A $10,000 emergency fund. Seems like a pile of money doesn’t it?
Some time ago, Mike Holman wrote an article for Moneyville in the Toronto Star and his emergency fund needs are even larger, $20,000 actually. $10,000 sounds great but it’s really not that much money. A few mortgage payments and for some of us, close to half of that money is gone right there.
A fact of life is…life happens and bad things go with it. Appliances and cars break down. The furnace conks out. The air conditioner burns out. The list goes on. These realities often require us to fork over significant funds to right the ship. Maybe I worry too much, then again, maybe I’m just realistic. What I do know is I like being prepared for the “what ifs” in life not to mention I don’t have very good luck. I guess that’s the first reason why we want to have a modest emergency fund – it provides us with some piece of mind when our luck does run out.

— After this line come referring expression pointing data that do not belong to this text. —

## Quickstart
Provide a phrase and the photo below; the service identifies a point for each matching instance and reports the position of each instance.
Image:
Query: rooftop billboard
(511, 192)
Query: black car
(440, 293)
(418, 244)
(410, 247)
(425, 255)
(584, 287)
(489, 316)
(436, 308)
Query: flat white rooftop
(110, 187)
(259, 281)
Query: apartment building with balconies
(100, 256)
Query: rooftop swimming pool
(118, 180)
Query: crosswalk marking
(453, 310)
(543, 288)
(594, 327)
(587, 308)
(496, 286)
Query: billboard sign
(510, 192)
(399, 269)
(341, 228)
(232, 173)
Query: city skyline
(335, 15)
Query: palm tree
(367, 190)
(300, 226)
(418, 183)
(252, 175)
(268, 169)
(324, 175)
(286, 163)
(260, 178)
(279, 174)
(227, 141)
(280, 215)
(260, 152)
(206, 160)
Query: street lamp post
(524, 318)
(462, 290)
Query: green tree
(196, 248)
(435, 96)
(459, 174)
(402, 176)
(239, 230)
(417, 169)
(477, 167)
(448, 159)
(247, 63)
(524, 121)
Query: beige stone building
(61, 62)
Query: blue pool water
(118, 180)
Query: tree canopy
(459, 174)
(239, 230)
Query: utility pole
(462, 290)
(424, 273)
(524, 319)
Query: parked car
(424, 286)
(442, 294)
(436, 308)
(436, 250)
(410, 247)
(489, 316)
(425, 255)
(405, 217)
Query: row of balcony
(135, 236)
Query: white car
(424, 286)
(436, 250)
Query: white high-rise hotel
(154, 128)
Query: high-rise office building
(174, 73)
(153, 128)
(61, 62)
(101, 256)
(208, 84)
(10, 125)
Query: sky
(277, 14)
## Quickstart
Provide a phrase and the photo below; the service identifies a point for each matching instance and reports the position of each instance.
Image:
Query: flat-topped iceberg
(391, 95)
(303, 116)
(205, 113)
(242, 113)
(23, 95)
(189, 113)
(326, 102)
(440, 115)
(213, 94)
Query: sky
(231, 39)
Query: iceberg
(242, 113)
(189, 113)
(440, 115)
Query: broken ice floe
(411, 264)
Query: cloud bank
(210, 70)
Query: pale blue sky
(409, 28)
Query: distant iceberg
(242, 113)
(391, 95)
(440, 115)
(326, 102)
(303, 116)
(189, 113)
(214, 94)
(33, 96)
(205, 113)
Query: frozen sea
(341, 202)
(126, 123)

The second reason why we want $10,000 in our emergency fund – it provides us with financial flexibility. If, rather, when something goes wrong with my 12 year-old Mazda it’s usually something big. Gone are the days of simple oil changes every 8,000 km. A healthy emergency fund in our high-interest savings account allows us to combat any car failure and weather another major expense should it happen at the same time. My real life example occurred when my car wouldn’t start and we needed to install back-up sump pump for our house before the spring thaw. Keeping our emergency fund at a modest amount and readily available allows us to have access to cash if we need it. Having a healthy cushion of cash allows us the freedom to work through our emergencies and keep our needs in check at the same time.
The third reason why we want a modest emergency fund – it keeps us out of debt. Unlike a line of credit (LOC) these things are not a bottomless pit like some people believe they are. Credit is just that and with an LOC, you need to pay it back. LOCs are not savings or assets they are a liability. In an emergency situation the last thing my wife and I want to do is to add-on more debt. I’d rather focus on the emergency and deal with that. I have enough debt to worry about with our mortgage.
The fourth reason why we want our emergency fund – it keeps us in control. Further to using a LOC as an emergency fund, we’re not in control if we tap into it, the bank is. The bank determines our borrowing rates and payment criteria. Rates change as do bank policies and procedures. I don’t want to be left holding anymore bank debt than absolutely necessary. Too many strings attached for me and I don’t want to be the bank’s marionette.
The fifth and final reason why we want our emergency fund – we will never be immune to those “what ifs” in life. As I stated at the beginning of this post, life happens. No matter how stable our jobs might seem, how good our health may feel, we know we are not immune to the realities of life. When the proverbial stuff hits the fan, I have no predictive power in knowing how long we’ll be stuck in that crisis. It could last days. It could last weeks. It might last months if we lost our jobs. Who knows what the future might bring. We think an emergency is the worst time for us to dive into debt.
Like home, auto or life insurance, creating financial security through a modest emergency fund just makes sense. Having close to $10,000 for emergencies is a great security blanket that should cover us nicely for the majority of events. If and when times are uncertain, we’ll take all the extra help and security we can get.
Where are we now?
We don’t have $10,000 in our emergency fund but it’s a longer term goal for us. We’re saving for it and I’ll provide an update when we get there.
What about you? Do believe in emergency funds?
If so, what is your magic number for your safety blanket?